It is common wisdom that we are all greatly affected by the things of our childhood. Our families, parents and siblings, our friends, our environment, where we lived, what we saw and felt and did, all played a role.
And what we read.
As a young boy, the first books I read were biographies, frequently of sports heroes, such as Sandy Koufax, Jackie Robinson, Duke Snider, and Roger Maris. These books were simple extensions of what I enjoyed everyday, in “real life”; for a time, baseball was everything.
Later, I found out there were books you could read on your own that told stories. After “Treasure Island” and “Kidnapped” and “Ivanhoe,” I discovered that there were modern books that could be read for pure enjoyment and a mania for the Hardy Boys began. It became such a jones that my father took me once a month by bus to the “big city” (Elizabeth, NJ) to visit a used bookstore, where hardcover copies could be bought for anywhere from a nickel to a quarter, depending on condition. This was before the famed pictorial Hardy Boys covers, so they were all a shabby grey/tan and brown, without dust jackets.
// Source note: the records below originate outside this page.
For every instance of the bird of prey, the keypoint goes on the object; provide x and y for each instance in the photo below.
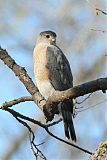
(52, 72)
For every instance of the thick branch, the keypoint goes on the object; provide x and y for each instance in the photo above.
(18, 115)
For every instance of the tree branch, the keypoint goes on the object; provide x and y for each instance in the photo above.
(16, 101)
(18, 115)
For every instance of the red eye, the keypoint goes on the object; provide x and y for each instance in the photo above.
(47, 36)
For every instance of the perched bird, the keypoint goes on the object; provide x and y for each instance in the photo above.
(52, 72)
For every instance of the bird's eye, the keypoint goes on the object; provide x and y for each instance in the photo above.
(47, 36)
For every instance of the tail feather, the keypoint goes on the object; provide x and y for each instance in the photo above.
(67, 111)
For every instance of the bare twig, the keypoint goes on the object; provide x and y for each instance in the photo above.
(16, 101)
(18, 115)
(71, 144)
(84, 109)
(99, 30)
(38, 152)
(84, 99)
(54, 123)
(101, 11)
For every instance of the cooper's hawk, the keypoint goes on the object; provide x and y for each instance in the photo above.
(52, 72)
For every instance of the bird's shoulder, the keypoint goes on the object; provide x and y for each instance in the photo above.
(58, 68)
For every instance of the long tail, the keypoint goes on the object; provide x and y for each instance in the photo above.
(67, 112)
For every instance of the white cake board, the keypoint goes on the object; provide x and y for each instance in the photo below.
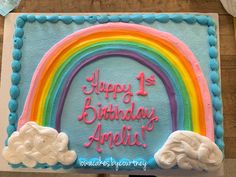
(4, 111)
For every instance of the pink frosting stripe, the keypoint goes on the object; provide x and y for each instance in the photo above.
(69, 40)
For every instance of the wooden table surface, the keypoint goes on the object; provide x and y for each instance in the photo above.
(227, 41)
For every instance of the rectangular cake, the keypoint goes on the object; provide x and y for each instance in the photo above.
(114, 92)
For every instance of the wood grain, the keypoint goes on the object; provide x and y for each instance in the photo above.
(227, 42)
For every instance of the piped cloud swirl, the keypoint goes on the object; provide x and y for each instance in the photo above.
(189, 150)
(34, 144)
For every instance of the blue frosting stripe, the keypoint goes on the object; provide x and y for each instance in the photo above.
(215, 81)
(135, 18)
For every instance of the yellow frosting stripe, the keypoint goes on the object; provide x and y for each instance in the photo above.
(189, 83)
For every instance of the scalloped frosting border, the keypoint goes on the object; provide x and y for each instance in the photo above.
(204, 20)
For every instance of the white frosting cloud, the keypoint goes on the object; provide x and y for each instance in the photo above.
(34, 144)
(189, 150)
Reading something more contemporary was just the ticket. Though hardly resembling anyone I knew in real life, it was easier to imagine myself as the plucky Joe or handsome Frank of the Hardy clan than the beleaguered David Balfour of 19th century British fiction, even if the Brothers Hardy never seemed to have to ride the bus or walk to school or frequent used bookshops to make those nickels go further.
Yes, it was slim pickins’ in teen fiction back in the days before the dinosaurs. Still, we didn’t know what we were missing because, frankly, it hadn’t arrived yet.
Time came when this love for adventure novels, as well as a rapacious appetite for comics and Mad Magazine, morphed into something else altogether. For me, that something was literature. And, fortuitously enough, I can actually place the moment. Let me explain.
To this day, I have less than a handful of pictures of myself before the age of 20. One of the pictures I do have, however, is of me in the high school cafeteria, reading a copy of “Lost Horizon.” That particular moment is indicative of a bigger moment of discovery.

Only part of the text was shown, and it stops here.